15.00 - Characteristics of Ordered Analytical Functions - Teradata Database

Teradata Database SQL Functions, Operators, Expressions, and Predicates

Product
Teradata Database
Release Number
15.00
Content Type
Programming Reference
Publication ID
B035-1145-015K
Language
English (United States)

Characteristics of Ordered Analytical Functions

The Function Value

The function value for a column in a row considers that row (and a subset of all other rows in the group) and produces a new value.

The generic function describing this operation is as follows:

   new_column_value = FUNCTION(column_value,rows_defined_by_window)

Use of QUALIFY Clause

Rows can be eliminated by applying conditions on the new column value. The QUALIFY clause is analogous to the HAVING clause of aggregate functions.
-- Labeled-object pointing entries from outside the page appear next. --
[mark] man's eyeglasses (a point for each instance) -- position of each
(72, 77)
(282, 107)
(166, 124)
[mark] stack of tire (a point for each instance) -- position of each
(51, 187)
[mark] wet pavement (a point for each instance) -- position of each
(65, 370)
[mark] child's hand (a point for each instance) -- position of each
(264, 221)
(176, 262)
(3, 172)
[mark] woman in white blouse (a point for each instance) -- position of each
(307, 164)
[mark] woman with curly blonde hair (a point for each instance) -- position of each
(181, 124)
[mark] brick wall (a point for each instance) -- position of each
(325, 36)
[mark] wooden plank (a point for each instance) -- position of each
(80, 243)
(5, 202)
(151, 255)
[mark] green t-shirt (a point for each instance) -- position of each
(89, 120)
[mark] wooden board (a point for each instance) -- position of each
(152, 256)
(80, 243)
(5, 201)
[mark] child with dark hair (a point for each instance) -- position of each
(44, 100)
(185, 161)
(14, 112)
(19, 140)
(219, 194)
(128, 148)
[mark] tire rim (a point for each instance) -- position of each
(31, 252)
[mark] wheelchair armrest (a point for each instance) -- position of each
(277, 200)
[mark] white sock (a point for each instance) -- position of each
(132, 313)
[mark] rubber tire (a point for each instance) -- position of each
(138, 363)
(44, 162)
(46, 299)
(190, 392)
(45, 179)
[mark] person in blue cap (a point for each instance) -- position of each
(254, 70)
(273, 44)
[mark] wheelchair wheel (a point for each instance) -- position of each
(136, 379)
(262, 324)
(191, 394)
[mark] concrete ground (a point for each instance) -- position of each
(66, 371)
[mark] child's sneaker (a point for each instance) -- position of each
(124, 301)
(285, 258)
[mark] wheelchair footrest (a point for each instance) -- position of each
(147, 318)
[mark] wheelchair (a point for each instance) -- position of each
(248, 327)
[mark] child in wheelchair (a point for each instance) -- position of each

The QUALIFY clause eliminates rows based on the function value, returning a new value for each of the participating rows. For example:

   SELECT StoreID, SUM(profit) OVER (PARTITION BY StoreID)
   FROM facts
   QUALIFY SUM(profit) OVER (PARTITION BY StoreID) > 2;

An SQL query that contains both ordered analytical functions and aggregate functions can have both a QUALIFY clause and a HAVING clause, as in the following example:

   SELECT StoreID, SUM(sale), 
   SUM(profit) OVER (PARTITION BY StoreID)
   FROM facts
   GROUP BY StoreID, sale, profit
   HAVING SUM(sale) > 15
   QUALIFY SUM(profit) OVER (PARTITION BY StoreID) > 2;

For details on the QUALIFY clause, see SQL Data Manipulation Language.

DISTINCT Clause Restriction

The DISTINCT clause is not permitted in window aggregate functions.

Permitted Query Objects

Ordered analytical functions are permitted in the following database query objects:

  • Views
  • Macros
  • Derived tables
  • INSERT ... SELECT
  • Where Ordered Analytical Functions are Not Permitted

    Ordered analytical functions are not permitted in:

  • Subqueries
  • WHERE clauses
  • SELECT AND CONSUME statements
  • Use of Standard SQL Features

    You can use standard SQL features within the same query to make your statements more sophisticated.

    For example, you can use ordered analytical functions in the following ways:

     

    Use an analytical function in this operation …

    To …

    INSERT … SELECT

    populate a new column.

    derived table

    create a new table to participate in a complex query.

    Ordered analytical functions having different sort expressions are evaluated one after another, reusing the same spool file. Different functions having the same sort expression are evaluated simultaneously.

    Unsupported Data Types

    Ordered analytical functions do not operate on the following data types:

  • CLOB or BLOB data types
  • UDT data types
  • Note that CLOB, BLOB, or UDT data types are usable inside an expression if the result is a supported data type. For example:

       SELECT
       RANK() OVER 
       (PARTITION BY(CASE WHEN b IS NULL THEN 1 ELSE 0 END) ORDER BY id) 
       FROM btab;

    However, the following example results in an error because the function cannot sort by BLOB:

       SELECT
       RANK() OVER 
       (PARTITION BY b ORDER BY id) 
       FROM btab;

    Ordered Analytical Functions and Period Data Types

    Expressions that evaluate to Period data types can be specified for any expression within the following ordered analytical functions: QUANTILE, RANK (Teradata-specific function), and RANK(ANSI SQL Window function).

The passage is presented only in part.